Yuen tweaked things bit by bit. Like many Hong Kong pubs at the time, the Better ‘Ole had just one beer on tap, Carlsberg, and most customers ordered beer by the bottle – specifically a bucket of six Blue Girls, served with a towel, bottle opener and ice. Yuen convinced his parents to expand their range of draught options. “It’s a lot more expensive than bottled beer but people liked it,” he says.
Next, he focused on the food. Yuen travelled to London to study at the Cordon Bleu culinary school. When he came back, he worked with the Better ‘Ole’s longtime chef, Yan Yip, to trim down the menu and refine some of the dishes. He wanted to strike a balance between tradition and quality.

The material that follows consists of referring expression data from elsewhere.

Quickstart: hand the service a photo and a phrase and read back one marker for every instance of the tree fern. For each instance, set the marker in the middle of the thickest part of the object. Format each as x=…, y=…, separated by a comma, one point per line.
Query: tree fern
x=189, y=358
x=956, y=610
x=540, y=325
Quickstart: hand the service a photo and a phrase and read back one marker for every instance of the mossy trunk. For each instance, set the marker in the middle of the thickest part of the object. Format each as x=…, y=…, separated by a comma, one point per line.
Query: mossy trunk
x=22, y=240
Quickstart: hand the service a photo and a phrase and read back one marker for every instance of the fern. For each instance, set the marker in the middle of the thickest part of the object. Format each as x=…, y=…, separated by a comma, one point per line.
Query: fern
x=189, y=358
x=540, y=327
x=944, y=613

There’s no more orange sauce duck breast or oxtail soup, but steaks are still served Hong Kong style, on a hot cast iron plate with a side of black pepper sauce. Escargot is still a favourite dish – a throwback to the 1970s, when it was “the height of sophistication” for local diners, says Yuen. And the pub still serves English meat pies, even though they aren’t especially popular with local customers. “I think my father eats more of the pies than anyone,” he says.
Yuen formally took over the Better ‘Ole in 2018. Gregarious and imposing, he suits the role of a publican. “I think I know most of our customers,” he says. One 92-year-old retired detective, who was a regular at the Better ‘Ole’s very first incarnation at Fanling station, still comes in every Wednesday for beer and baked garoupa.
Sipping his pint, Yuen looks over at a framed photo of the pub’s regulars taken before the old Fanling location shuttered. Next to it are news clippings and a Royal Hong Kong Police plaque. “When I think about my granddad, and how he came to Hong Kong [and] opened a pub, I’m still amazed,” he says. “It’s a great piece of Hong Kong history, isn’t it?”
The Better ‘Ole is located at 35 Fu Hing Street, Sheung Shui, New Territories.